Only you can know what makes sense for your organization given time, resources, culture, legacy systems being supported, etc.
There are several considerations.
- how critical is the requested operation
- does is block any critical functions and what is the impact
- how often does this happen
- what could be done to mitigate it
Only you can answer if they are critical for your use case and company. For example if it was removing a user from a server during a revoke you probably want to make sure chef blows up so your monitoring will catch it and alert someone. Conversely if it was installing some non required dev tool you might make a lot of sense.
If you need to do it short term through an outage that you can't recover from (more on that later) sure that makes sense. If its happening every other day you might want to consider installing it from a more reliable source. You can mirror repos (host packages) on a blob storage system (s3), artifact management solutions (artifactory), etc if say specific versions keep getting yanked constantly (oracle java) or are down regularly.
In general I highly recommend pinning a version this will have several benefits: reducing likelihood of software suddenly breaking due to an update, the package manager can be smart and not do anything even if chef requests which in turn results in faster subsequent convergence time, and test pushing newer versions locally before ever pushing it to a real environments such as
ci, production, etc.
If it is say a slow server you are pulling from or are on an unreliable network then you can try configuring
retry_delay to provide resiliency.You could argue this just prolongs the chef client run so you might want to make it an attribute so it can be changed easier so it could be set at the env level to accommodate desired behavior.

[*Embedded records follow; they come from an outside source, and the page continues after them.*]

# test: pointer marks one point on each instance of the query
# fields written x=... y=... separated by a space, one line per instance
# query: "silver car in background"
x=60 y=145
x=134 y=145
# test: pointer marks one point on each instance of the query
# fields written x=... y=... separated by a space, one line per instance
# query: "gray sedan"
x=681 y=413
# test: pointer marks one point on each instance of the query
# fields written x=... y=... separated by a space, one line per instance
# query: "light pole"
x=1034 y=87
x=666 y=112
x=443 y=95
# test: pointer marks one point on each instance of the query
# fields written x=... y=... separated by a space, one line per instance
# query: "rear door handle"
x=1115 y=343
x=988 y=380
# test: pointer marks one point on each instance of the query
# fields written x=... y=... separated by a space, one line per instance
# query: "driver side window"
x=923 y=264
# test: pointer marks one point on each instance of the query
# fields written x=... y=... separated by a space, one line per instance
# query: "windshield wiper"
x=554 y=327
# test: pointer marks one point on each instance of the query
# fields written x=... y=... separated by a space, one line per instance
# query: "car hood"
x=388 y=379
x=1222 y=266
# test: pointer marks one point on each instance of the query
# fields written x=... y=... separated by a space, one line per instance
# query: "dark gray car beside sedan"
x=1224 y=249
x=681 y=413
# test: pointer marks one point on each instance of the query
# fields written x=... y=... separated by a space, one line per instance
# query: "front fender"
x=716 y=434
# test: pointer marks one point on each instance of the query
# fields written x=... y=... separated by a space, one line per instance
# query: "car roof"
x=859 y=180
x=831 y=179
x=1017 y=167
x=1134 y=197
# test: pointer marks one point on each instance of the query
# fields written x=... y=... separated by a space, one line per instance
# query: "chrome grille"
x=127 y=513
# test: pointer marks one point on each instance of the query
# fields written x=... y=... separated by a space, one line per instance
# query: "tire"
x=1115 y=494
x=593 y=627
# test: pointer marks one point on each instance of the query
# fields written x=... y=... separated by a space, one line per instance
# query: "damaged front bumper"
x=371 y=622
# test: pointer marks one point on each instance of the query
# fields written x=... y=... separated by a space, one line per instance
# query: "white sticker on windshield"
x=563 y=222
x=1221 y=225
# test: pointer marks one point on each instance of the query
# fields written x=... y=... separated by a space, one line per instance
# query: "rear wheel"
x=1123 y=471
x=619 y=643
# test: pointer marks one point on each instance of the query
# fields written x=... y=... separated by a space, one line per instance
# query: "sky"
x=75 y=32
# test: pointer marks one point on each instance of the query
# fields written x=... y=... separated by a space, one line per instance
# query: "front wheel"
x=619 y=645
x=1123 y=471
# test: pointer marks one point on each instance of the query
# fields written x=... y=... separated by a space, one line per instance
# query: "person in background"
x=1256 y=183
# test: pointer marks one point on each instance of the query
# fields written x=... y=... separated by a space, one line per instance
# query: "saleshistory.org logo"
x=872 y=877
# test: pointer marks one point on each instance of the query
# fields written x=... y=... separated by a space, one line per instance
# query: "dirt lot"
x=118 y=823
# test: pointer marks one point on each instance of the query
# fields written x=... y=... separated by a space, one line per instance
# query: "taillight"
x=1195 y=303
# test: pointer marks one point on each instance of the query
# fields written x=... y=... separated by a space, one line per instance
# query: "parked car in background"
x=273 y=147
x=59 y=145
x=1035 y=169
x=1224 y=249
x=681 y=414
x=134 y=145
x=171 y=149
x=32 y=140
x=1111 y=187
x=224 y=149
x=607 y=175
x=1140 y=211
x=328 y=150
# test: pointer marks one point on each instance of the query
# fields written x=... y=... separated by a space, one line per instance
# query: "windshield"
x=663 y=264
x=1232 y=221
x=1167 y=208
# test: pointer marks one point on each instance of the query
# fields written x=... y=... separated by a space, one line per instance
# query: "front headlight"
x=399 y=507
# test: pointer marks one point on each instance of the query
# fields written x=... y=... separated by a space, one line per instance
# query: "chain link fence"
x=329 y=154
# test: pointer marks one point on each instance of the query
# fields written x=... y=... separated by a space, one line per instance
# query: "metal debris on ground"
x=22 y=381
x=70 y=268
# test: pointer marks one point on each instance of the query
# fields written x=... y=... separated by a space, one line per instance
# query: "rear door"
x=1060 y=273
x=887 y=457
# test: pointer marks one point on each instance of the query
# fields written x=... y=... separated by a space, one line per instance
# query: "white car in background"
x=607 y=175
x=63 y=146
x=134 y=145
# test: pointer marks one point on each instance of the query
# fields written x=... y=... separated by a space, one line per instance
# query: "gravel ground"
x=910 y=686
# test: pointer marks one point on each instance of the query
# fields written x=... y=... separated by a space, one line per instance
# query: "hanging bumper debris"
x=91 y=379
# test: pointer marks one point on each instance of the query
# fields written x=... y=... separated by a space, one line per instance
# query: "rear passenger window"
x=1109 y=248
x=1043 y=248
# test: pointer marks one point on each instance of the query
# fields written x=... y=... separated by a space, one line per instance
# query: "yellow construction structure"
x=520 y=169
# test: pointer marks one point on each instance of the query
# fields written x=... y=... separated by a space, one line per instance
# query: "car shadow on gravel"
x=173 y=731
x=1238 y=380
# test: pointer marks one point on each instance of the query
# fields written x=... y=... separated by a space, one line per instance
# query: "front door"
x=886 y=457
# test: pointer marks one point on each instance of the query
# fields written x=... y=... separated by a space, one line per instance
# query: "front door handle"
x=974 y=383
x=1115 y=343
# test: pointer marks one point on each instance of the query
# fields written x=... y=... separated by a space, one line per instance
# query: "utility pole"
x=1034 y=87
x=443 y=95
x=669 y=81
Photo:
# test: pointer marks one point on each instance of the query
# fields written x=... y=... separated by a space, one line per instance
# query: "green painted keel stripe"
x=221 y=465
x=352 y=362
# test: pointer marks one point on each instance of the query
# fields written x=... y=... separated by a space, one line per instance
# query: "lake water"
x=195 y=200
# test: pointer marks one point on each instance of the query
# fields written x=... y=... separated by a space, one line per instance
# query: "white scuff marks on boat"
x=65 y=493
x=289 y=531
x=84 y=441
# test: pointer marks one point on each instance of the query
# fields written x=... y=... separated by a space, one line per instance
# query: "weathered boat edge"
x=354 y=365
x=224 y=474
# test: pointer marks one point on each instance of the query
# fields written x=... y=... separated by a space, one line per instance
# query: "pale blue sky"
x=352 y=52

I would say leave them in for testing unless there is a compelling reason not to as it gives you feedback about potential errors before you see them in production when maybe touching something unrelated. I help maintain the java cookbook and we regularly suffer from issues where java yanks their old versions resulting in a 404 and we regularly need pull requests to update the links, if we ignored all the failures in many the failures reported by users would be first time users which makes the first experience a poor one. Also I would suggest avoid coding anything around environments, its better to let those things that need to change just be passing inputs as otherwise it can actually be hard to test code without pushing to production if that is the only place it is leveraged and can erode the confidence in your test suite. You can always leave it commented out and then uncomment to quickly respond to issues.